The Buddha as Activist

The Buddhist traditions have tended towards a view of separation of the Buddha’s teaching from society.  Many have been led to believe that the Buddha declined to engage in any kind of social criticism,  as one form of protest. Some Buddhists have the impression that the Buddha only created an order of monks and nuns outside of society without addressing the real issues of concern in society.  The Pali texts show something quite different.

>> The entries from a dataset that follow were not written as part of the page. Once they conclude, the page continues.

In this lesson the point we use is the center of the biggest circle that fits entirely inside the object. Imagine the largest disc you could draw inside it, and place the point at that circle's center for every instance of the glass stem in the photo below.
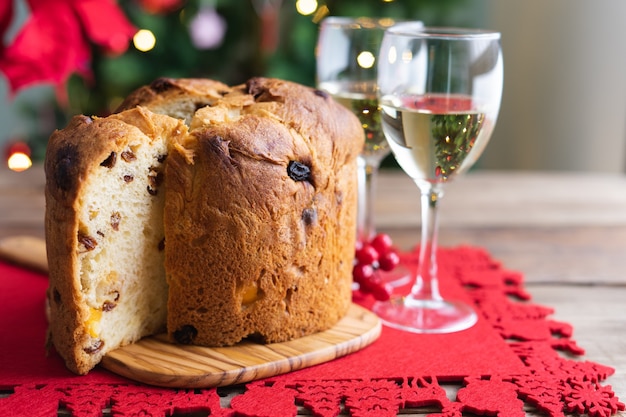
(368, 173)
(426, 285)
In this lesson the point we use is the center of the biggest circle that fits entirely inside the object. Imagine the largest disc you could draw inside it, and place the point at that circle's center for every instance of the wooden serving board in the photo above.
(156, 361)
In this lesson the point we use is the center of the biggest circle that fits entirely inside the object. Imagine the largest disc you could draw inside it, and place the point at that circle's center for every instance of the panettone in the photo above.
(214, 213)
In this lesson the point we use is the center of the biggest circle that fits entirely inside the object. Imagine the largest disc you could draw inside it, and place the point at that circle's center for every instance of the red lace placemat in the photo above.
(514, 357)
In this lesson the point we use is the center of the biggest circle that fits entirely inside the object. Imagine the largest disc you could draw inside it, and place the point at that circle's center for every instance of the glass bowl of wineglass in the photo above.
(346, 53)
(440, 91)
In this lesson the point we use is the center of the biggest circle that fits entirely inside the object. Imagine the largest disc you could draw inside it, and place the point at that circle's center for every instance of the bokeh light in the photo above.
(144, 40)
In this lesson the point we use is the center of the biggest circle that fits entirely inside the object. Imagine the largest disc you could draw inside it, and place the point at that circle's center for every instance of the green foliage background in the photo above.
(238, 58)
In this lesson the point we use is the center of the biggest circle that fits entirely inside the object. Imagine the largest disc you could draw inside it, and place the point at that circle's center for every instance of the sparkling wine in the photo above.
(361, 99)
(432, 137)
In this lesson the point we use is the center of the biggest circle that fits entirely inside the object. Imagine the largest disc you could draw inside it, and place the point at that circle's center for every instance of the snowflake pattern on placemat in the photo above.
(557, 383)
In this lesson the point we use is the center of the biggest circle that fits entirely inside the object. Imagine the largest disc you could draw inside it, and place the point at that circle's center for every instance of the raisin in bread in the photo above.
(104, 232)
(258, 217)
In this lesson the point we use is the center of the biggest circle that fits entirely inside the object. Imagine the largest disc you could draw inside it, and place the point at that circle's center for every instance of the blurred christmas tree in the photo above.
(227, 40)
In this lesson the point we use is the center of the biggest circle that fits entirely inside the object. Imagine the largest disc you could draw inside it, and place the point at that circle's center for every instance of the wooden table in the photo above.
(565, 231)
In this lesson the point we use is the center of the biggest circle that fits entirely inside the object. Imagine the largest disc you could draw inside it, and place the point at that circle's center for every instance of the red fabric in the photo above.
(508, 360)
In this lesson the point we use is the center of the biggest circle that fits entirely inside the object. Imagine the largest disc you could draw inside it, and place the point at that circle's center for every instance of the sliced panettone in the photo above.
(104, 232)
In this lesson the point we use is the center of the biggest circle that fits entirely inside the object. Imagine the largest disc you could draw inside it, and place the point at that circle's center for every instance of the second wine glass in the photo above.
(440, 95)
(347, 50)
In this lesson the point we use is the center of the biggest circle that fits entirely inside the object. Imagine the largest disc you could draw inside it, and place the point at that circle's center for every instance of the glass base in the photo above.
(425, 316)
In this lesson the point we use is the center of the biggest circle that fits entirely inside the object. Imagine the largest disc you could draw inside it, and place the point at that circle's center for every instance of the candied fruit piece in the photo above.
(110, 161)
(95, 347)
(128, 156)
(116, 217)
(87, 241)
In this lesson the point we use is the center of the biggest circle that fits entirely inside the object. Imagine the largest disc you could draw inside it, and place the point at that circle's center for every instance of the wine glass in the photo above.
(346, 52)
(440, 92)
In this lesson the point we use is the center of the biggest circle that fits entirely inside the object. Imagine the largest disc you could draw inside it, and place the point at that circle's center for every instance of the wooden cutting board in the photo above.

The Buddha addressed his talks to the Sangha of spiritual nomads who followed his teachings and equally to householders.  He directly addressed a wide range of issues. He voiced his concerns to the major powerful  influences in society and gave clear advice on their responsibilities as well as sought change in common beliefs.  The Buddha  established the world’s first major network for women to live  a homeless way of life in the exploration of the spiritual –  free from duties as wife, mother and daughter. He also addressed:

  1. rulers, kings  and authority figures
  2. practices and privileges of Brahmin priests
  3. religious beliefs, including widespread belief in a personal God
  4. animal sacrifice and protection for all  sentient beings
  5. caste system, humanitarian values
  6. responsibilities of rich to share their wealth
  7. yogis and  sadhus for engaging in extreme, self punishing practices widespread in India
  8. consumerism – namely the pursuit of pleasure as the primary reason for existence
  9. warned against dependency on  charismatic figures,  reason, tradition and books.
  10. spoke of the importance of ethics beginning  with a commitment not to engage in killing
  11. significance of love and compassion in all directions
  12. application of  non-harmful livelihoods and lifestyles.

The Buddha did not reject society but engaged in the transformation of society  as well as speaking in depth to the homeless Sangha.  Hs voice struck a strong chord with growing numbers in society who realised that the old system of authoritarian rule and imprisonment in the caste system could change.

We live in the time of protest in terms of economic and political realities among the Arab nations, European Union and elsewhere.

Let us find creative ways to express protest, to make our voice heard.